In the story, the husband carries on some strange behaviors. He disappears during the day, and the narrator attributes it to an ambiguous curse in his blood, saying
[s]omething comes over the one that's got the curse in his blood, they say, and he gets up because he can't sleep, and goes out into the glaring sun, and goes off all alone - drawn to find those like him.
While this idea of a "curse in the blood" seems fairly suspicious in and of itself, the wife continues, explaining her reasons for not confronting him:
And it may be so, because my husband would do that. I’d half rouse and say, “Where you going to?” and he’d say, “Oh, hunting, be back this evening,” and it wasn’t like him, even his voice was different. But I’d be so sleepy, and not wanting to wake the kids, and he was so good and responsible, it was no call of mine to go asking “Why?” and “Where?” and all like that.
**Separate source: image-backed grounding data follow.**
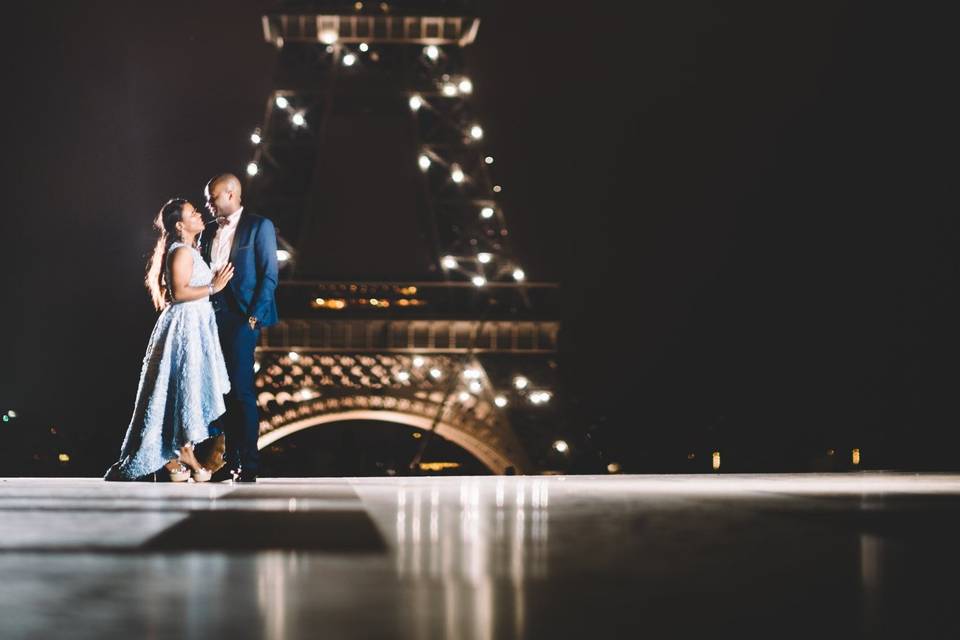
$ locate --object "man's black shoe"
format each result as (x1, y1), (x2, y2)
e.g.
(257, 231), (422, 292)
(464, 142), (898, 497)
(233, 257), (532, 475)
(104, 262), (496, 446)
(210, 466), (240, 483)
(236, 471), (258, 483)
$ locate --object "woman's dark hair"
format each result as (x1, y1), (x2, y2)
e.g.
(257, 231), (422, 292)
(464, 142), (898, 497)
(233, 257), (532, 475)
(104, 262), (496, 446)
(145, 198), (190, 311)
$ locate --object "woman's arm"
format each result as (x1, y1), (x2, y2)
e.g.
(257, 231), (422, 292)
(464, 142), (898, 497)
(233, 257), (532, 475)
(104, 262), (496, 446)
(168, 247), (234, 302)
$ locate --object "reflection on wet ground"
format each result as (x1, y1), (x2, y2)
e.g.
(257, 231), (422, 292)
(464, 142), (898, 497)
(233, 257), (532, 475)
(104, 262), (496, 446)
(1, 474), (958, 638)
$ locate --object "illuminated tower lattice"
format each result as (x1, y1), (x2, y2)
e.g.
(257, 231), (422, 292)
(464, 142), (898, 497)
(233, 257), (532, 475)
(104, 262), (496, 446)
(245, 1), (561, 474)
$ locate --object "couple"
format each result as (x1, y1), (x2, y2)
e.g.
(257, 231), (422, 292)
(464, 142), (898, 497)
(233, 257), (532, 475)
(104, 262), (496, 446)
(104, 173), (278, 483)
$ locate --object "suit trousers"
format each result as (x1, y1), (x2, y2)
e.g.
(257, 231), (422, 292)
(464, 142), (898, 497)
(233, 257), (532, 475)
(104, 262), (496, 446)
(213, 305), (261, 474)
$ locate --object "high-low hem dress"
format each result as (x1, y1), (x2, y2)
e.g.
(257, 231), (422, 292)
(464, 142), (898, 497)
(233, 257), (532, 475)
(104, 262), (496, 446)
(105, 242), (231, 480)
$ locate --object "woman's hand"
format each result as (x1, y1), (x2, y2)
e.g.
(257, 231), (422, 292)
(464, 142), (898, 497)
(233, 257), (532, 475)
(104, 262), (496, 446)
(211, 263), (235, 294)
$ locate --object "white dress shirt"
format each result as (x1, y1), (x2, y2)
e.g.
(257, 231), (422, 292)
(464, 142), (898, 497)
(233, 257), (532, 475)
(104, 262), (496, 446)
(210, 207), (243, 271)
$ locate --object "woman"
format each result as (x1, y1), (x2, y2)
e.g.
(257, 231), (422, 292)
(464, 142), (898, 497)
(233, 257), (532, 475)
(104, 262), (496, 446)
(105, 198), (234, 482)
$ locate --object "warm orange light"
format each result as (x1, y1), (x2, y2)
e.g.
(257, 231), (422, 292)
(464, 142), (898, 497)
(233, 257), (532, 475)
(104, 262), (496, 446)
(712, 451), (721, 470)
(314, 297), (347, 310)
(852, 448), (861, 465)
(58, 453), (70, 463)
(419, 462), (460, 471)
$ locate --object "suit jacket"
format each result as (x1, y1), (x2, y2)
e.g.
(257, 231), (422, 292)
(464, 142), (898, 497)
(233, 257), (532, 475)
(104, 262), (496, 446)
(200, 210), (279, 328)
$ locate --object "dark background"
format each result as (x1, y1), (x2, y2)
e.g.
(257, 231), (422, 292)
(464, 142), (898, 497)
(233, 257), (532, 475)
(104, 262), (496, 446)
(0, 1), (955, 474)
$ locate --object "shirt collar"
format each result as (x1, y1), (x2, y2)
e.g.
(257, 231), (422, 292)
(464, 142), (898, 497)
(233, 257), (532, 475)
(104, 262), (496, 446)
(225, 207), (243, 226)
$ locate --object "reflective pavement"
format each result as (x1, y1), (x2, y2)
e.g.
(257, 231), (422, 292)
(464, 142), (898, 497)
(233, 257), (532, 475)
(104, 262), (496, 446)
(1, 474), (959, 639)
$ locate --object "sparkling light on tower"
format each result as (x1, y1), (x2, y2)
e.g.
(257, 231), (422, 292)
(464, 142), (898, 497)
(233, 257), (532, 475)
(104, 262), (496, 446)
(249, 6), (559, 476)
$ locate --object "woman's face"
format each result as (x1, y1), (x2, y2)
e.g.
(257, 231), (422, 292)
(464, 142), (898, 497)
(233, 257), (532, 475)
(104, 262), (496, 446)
(178, 202), (205, 236)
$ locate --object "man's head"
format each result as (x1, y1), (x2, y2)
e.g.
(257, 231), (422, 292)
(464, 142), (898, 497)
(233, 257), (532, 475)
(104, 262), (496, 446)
(204, 173), (243, 218)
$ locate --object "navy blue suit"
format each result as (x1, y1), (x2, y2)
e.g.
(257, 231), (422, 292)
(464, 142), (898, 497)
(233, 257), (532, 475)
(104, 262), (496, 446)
(200, 211), (278, 475)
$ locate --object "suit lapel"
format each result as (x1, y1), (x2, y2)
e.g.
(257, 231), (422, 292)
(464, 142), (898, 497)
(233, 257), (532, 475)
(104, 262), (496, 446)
(229, 212), (251, 264)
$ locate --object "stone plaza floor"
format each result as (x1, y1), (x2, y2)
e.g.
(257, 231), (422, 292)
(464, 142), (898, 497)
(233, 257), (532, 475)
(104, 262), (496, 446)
(1, 473), (958, 639)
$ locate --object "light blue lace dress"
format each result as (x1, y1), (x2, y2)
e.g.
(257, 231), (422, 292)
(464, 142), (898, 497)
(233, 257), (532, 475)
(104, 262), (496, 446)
(107, 242), (231, 479)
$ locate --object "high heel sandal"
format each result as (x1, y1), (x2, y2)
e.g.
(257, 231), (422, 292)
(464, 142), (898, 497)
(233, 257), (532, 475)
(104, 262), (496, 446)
(166, 463), (191, 482)
(179, 442), (212, 483)
(192, 467), (212, 482)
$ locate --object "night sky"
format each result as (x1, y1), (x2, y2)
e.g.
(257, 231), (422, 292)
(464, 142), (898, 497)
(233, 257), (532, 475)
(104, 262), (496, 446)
(1, 2), (956, 473)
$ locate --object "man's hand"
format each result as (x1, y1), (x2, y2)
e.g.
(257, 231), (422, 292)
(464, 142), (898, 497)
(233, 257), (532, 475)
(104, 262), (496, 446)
(248, 316), (258, 330)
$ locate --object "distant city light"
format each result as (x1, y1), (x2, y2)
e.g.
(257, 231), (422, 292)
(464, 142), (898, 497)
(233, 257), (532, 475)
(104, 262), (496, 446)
(451, 164), (465, 183)
(424, 45), (439, 61)
(470, 124), (484, 140)
(246, 162), (259, 176)
(441, 255), (457, 269)
(442, 82), (458, 96)
(492, 185), (502, 193)
(342, 53), (357, 66)
(275, 95), (289, 109)
(430, 368), (443, 379)
(484, 156), (494, 164)
(413, 356), (425, 368)
(712, 451), (721, 470)
(607, 462), (621, 474)
(481, 207), (494, 219)
(852, 448), (861, 465)
(529, 391), (552, 405)
(6, 410), (16, 418)
(477, 252), (492, 264)
(396, 371), (411, 382)
(418, 154), (431, 171)
(409, 95), (423, 111)
(288, 351), (300, 362)
(276, 250), (291, 263)
(58, 453), (70, 463)
(513, 376), (529, 390)
(494, 395), (508, 408)
(469, 380), (483, 393)
(458, 78), (473, 94)
(250, 131), (262, 144)
(472, 275), (487, 287)
(463, 368), (481, 379)
(553, 440), (569, 453)
(291, 111), (306, 127)
(359, 42), (369, 52)
(458, 391), (470, 402)
(513, 269), (526, 281)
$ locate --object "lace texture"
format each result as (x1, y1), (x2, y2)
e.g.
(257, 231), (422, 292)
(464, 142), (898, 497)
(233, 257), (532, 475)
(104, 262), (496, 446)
(111, 242), (231, 479)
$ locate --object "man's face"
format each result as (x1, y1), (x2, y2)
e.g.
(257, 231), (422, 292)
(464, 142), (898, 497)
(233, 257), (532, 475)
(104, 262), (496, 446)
(205, 183), (231, 217)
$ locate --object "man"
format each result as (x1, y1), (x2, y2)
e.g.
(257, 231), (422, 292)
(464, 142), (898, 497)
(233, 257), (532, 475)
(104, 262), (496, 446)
(200, 173), (278, 482)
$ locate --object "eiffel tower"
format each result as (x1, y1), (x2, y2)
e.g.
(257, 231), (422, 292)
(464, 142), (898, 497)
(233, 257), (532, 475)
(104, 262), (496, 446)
(245, 0), (561, 475)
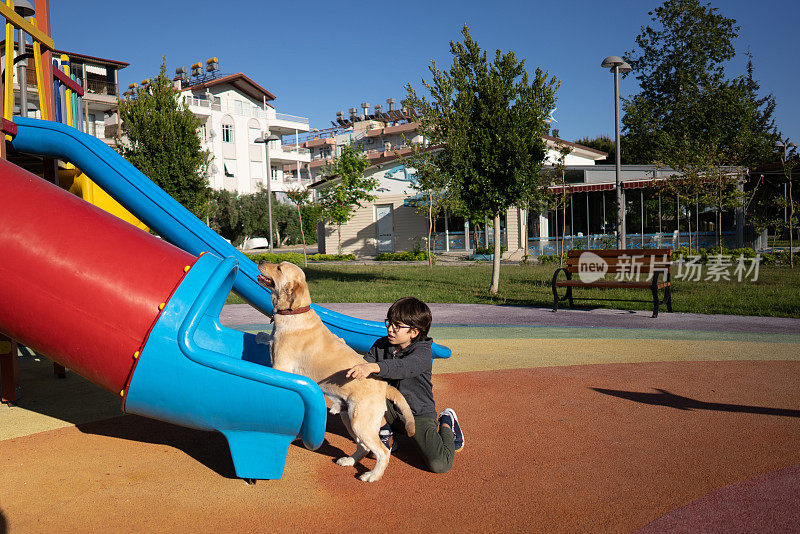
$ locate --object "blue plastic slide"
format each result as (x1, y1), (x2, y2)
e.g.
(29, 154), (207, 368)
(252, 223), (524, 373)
(125, 252), (327, 479)
(11, 117), (451, 358)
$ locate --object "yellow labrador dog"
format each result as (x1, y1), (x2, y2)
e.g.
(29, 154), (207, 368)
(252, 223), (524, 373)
(257, 261), (415, 482)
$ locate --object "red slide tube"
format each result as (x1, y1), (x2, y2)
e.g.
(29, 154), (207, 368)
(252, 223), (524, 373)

The reader begins to understand that something is clearly going on with this husband, but in the times that he would disappear, the wife does not question his behavior. Because the reader has an inkling of a problem, and the wife, through her desire to keep the peace, doesn't try to understand that there is an issue, the dramatic irony of the next paragraph becomes even more clear:
So it happened that way maybe three times or four. He'd come back late and worn out, and pretty near cross for one so sweet tempered - not wanting to talk about it. I figured everybody got to bust out now and then, and nagging never helped anything. But it did begin to worry me. Not so much that he went, but that he come back so tired and strange. Even, he smelled stranger. It made my hair stand up on end. I could not endure it and I said, "What is that - those smells on you? All over you!" And he said, "I don't know," real short,and made like he was sleeping. But he went down when he thought I wasn't noticing, and washed and washed himself.
Because the reader understands that something is wrong, the wife's apparent cluelessness provokes a strong response. The reader probably believes that the husband is cheating in some way, given the way he comes home with smells on himself, and he washes in secret. Here the wife finally begins to grow a little bit concerned, but she is still not as suspicious as she should be, as the reader already understands that something is definitely wrong.
The dramatic irony is increased in the next paragraph, when the couple's youngest child turns on her father. Now both the reader and one of the children understand that something is wrong. Additionally, when the child rejects her father, the wife sees "[t]he look in his eyes; just for one moment, when he heard that." This is another clue for the reader that there is something to be concerned about. This is the moment when the narrator also begins to understand that something is wrong, but instead of questioning her husband she scolds her child, even though she "was frightened too. Frightened to shaking." It seems as if she is coming around. However, immediately after this, the narrator claims
I got real mad with my baby when she kept on acting crazy scared of her own dad. but she couldn't help it and I couldn't change it.
The narrator finally comes to the realization of what is wrong shortly after, when the story is revealed to be told from the perspective of a female wolfmother who is coming to understand that she has married a werewolf, or perhaps a more appropriate term would be "were-man," who leaves during the day and becomes human. While the reader may not understand exactly what the husband was from the start, there are many indications that something is amiss, and the reader is well aware of it before the narrator.